DESARROLLOS DE LOS MICRO ENSAYOS

Miguel Cobaleda
01-11-2023

33-MATAR

Los dioses, el azar, el destino, la evolución, o la naturaleza... (que cada cual elija lo que prefiera) nos han concedido a los seres humanos un único poder, pero inmenso, descomunal, incluso aterrador: la capacidad de matar.

Vayamos por partes: único. ¿Y la inteligencia? ¿Y la imaginación? ¿Y la voluntad? ¿Y la capacidad de transformar el entorno, de construir el progreso intelectual y científico?... No son tales poderes, aunque –como somos un poquitín pedantes– nos gusta fingir que lo son y que están a nuestra disposición, pero cá, como dicen en mi pueblo.

La inteligencia: si fuera lo que decimos que es y colaborase cada una con todas las demás, a estas alturas seríamos dueños del universo y de sus infinitas estrellas y ni siquiera somos dueños de nuestro planeta, que levanta tsunamis, volcanes, tornados y nos destruye en cuanto le da la gana sin que podamos hacer nada para evitarlo.

La voluntad se alía con nuestros peores deseos y contribuye a que matemos, potencia nuestras más perversas potencias, por ejemplo la ambición, la codicia, la envidia...

La imaginación si que es un don celestial, ciertamente, pero o bien la menospreciamos porque casi nunca se alía con la acción y son los actos lo único que respetamos, no las ilusiones o los deseos; o bien contribuye –también, además de su tarea creadora– a mejorar los instrumentos de muerte (la imaginación y el talento que derrochan los creadores de armas, desde la falcata hasta los misiles hipersónicos, pasando por la ballesta y el colt, es inmensa, seguramente hay más imaginación en el diseño de armas mortales que en las teorías científicas o en las obras de arte).

En cuanto a la capacidad de transformar el paisaje en “nuestro paisaje”, en nuestro mundo, sí, es inmenso don y sin él no seríamos como somos ni habríamos llegado a tanto; pero no es otra cosa que imaginación+inteligencia+voluntad cuando se dedican a construir y no a destruir, tienen su lado luminoso, cierto, pero tienen su lado sombrío.

Matar no tiene contrario, es como se dice de la ira cuando se habla de los pecados capitales. Matar nunca desmiente su estirpe, matar es un acto absoluto que no se desdice, que no se arrepiente –aunque lo haga el asesino–, que no falla. ¿Cuáles y cuántas son las consecuencias de los actos letales de los genocidas? [Se calcula que el padrecito Stalin mató o mandó matar a cerca de diez millones de personas; al hacerlo, mató sus futuros, sus hijos futuros, sus nietos futuros, sus enteras estirpes futuras, sus actos y las consecuencias de sus actos, los hijos futuros y nietos futuros de esos hijos futuros y nietos futuros...].

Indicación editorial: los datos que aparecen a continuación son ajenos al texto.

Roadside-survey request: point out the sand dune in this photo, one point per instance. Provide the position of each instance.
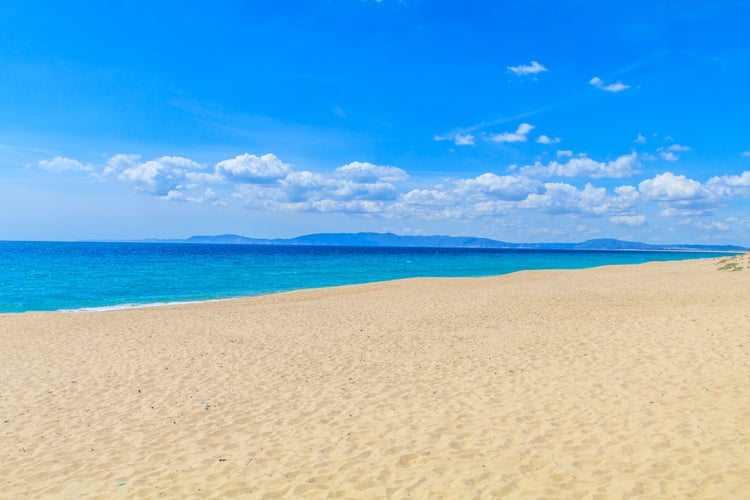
(603, 383)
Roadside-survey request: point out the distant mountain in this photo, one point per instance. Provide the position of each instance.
(394, 240)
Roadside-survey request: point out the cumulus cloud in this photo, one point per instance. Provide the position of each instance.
(527, 69)
(253, 169)
(520, 135)
(671, 187)
(543, 139)
(628, 220)
(505, 187)
(464, 140)
(166, 176)
(367, 172)
(624, 166)
(561, 198)
(371, 190)
(612, 87)
(60, 164)
(457, 138)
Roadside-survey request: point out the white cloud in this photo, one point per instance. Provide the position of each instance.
(253, 169)
(530, 69)
(624, 166)
(370, 190)
(712, 226)
(560, 198)
(464, 140)
(60, 164)
(671, 187)
(160, 176)
(628, 220)
(367, 172)
(613, 87)
(506, 187)
(458, 139)
(518, 136)
(543, 139)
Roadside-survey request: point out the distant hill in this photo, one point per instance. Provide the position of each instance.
(394, 240)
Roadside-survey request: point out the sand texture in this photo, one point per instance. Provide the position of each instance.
(613, 382)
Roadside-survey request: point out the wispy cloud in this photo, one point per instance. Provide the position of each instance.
(612, 87)
(520, 135)
(527, 69)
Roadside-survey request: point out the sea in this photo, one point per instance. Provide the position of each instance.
(54, 276)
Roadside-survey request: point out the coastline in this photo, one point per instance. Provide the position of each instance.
(614, 380)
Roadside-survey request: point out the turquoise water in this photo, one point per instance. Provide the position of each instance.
(50, 276)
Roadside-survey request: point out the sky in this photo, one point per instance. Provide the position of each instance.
(522, 121)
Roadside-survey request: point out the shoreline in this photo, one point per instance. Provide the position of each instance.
(615, 380)
(127, 306)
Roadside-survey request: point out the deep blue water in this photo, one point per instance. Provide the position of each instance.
(49, 276)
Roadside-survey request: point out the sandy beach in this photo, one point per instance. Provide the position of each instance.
(603, 383)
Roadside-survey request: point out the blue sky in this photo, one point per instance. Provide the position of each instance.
(514, 120)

Como se trata de futuribles, no son contables ni mensurables, ése es uno de los aspectos más contundentes y espantosos del matar, que sus consecuencias se abren, desparraman e inundan el infinito. ¿Cómo sería el mundo ahora mismo si Caín no hubiese matado el futuro de Abel?

Quien sea nos ha dado el poder de matar, pero parece que no se ocupó de obligarnos a reflexionar antes de cometer ese acto infinito; la mayor parte de los que matan no piensan en la dimensión de su crimen, en la explosión de muerte que una única muerte conlleva, matan como matan los genocidas, los terroristas, los criminales, porque pueden hacerlo sin tener que pensarlo, porque ni siquiera conocen el número exacto de los que su acto o su mandato matan, y mucho menos el futuro que de ellos se borra, se des-existe, se anula. El que mata sin necesidad de la propia defensa, es el ser más desprovisto de inteligencia y de imaginación de todo el resto de los seres humanos, sólo sus cofrades le son similares, sólo del club de los asesinos forma parte.

Todos somos capaces de matar, ]podemos –un ejemplo entre miles– conseguir un arma, subirnos a una torre y disparar a cientos de seres indefensos que no saben nada de nuestra existencia ni de nuestra perversidad].

O podemos mirar para otro lado cuando los amos del mundo usan nuestro consentimiento para matar y matar, aupados en el poder que nuestra desidia les proporciona, protegidos por un caparazón de ideologías mortíferas, creadas para justificar cada muerte como parte de una estadística inevitable –e inocente, por tanto–.

Pero en el matar no cabe la inocencia, un millón de muertos nunca es una estadística porque el horror no consiente aritméticas.